Галя только молча поджала губы. В конце концов, Зина взрослая, пусть сама решает.

17

Ребекка зашла в свою комнату. Здесь она оставалась ночевать, когда была её очередь дежурить.

Аккуратную комнату Ребекка запирала на ключ и не позволяла заходить сюда «этим». Она привезла из дома плюшевый розовый плед, удобную подушку, чёрно-белое постельное бельё и неоновую дизайнерскую лампу – светящиеся буквы яркого синего цвета dream merda.

По вечерам Ребекка укутывалась в плед, заваривала травяной чай и читала комиксы «Марвел».

«Ты – мой супергерой», – говорила она бывшему.
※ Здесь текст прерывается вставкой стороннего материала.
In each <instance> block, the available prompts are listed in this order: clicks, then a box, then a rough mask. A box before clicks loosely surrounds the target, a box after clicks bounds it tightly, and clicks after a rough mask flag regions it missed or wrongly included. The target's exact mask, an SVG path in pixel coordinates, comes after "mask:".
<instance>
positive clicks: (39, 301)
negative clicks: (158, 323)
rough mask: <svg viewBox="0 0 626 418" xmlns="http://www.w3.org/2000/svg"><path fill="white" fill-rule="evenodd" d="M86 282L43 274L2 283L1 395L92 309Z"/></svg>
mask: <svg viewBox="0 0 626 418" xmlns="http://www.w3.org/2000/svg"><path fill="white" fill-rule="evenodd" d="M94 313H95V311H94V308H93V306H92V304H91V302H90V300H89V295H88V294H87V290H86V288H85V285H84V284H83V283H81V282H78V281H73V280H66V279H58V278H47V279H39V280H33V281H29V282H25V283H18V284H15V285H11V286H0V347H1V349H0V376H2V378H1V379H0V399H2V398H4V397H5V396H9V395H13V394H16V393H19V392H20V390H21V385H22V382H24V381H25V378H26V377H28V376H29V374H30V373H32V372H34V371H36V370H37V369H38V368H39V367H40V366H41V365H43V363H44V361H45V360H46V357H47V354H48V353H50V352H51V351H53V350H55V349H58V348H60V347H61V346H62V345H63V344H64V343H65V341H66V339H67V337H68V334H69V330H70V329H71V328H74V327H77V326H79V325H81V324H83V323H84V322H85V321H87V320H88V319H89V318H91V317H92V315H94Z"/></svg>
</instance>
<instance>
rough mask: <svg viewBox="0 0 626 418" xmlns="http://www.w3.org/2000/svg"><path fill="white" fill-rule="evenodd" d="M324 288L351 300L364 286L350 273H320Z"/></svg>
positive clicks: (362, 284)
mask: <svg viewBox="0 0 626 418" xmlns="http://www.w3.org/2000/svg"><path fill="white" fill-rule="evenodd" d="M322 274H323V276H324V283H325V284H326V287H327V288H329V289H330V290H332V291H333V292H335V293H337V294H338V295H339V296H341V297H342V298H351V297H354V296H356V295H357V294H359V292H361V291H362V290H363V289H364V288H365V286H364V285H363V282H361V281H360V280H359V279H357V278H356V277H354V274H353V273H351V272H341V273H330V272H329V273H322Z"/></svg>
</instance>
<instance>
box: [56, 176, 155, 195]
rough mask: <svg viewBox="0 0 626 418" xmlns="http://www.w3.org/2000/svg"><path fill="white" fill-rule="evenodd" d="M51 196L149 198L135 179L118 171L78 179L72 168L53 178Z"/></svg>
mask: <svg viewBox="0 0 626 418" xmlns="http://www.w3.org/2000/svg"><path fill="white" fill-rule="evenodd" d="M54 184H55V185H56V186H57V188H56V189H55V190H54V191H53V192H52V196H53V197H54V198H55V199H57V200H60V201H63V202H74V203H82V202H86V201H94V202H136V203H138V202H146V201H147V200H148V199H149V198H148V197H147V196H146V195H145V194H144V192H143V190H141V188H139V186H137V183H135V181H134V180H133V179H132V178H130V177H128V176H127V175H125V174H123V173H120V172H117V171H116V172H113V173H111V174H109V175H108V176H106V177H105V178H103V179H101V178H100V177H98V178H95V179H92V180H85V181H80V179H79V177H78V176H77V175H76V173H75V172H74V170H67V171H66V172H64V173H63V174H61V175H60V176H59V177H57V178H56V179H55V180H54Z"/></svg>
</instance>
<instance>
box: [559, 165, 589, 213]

Ребекка уселась за белый стол и раскрыла свою тетрадь цвета хаки, куда записывала подробно всё то, что случилось сегодня в «каза фамилья». Она знала, как они боятся её записей, как трепещут. Ну, во-первых, такие правила. Она должна фиксировать прогресс каждой женщины. У каждой мамочки свой проект, своё досье. Любая проверка могла потребовать показать, как происходит ежедневная «интеграция в нормальную жизнь».

Главная цель каждого, кто входил в систему, а значит, попадал под внимание социальных служб, – выйти в нормальную жизнь и стать независимым; главная цель социальных работников и всех тех, кто принадлежит системе, включая такие вот «каза фамилья», – проследить за тем, что мама делает всё возможное, чтобы обеспечить своего ребёнка нормальными условиями. Самое важное, о чём заботились социальные службы и волновался суд по несовершеннолетним, – это дети.

Ребекка тщательно выводила каждую букву: у неё был ровный разборчивый почерк, и она писала лучшие отчёты. Ей это и хозяйка Моника говорила, мол, её записями все зачитываются – и сама хозяйка, и социальные работники. Это не просто отчёты, а произведения искусства. Когда-то она и книгу мечтала написать. Она много о чём мечтала. Ребекка достала из нижнего ящика маленькую коробочку, вынула оттуда кольцо с крохотным бриллиантом, надела его и покрутила вправо-влево.

Смелости выбросить так и не хватило.

Рядом с кольцом лежала фотография. Она и он на яхте. Сардиния, северное побережье.

Всё было бы у них хорошо, если бы не та русская…

Дописав отчёт, Ребекка довольно отложила тетрадь, сняла розовые балетки, устроилась поудобней на кровати, подложив под изголовье подушку, взяла с тумбочки рядом с кроватью комиксы и села листать журнальчик, хрустя чипсами.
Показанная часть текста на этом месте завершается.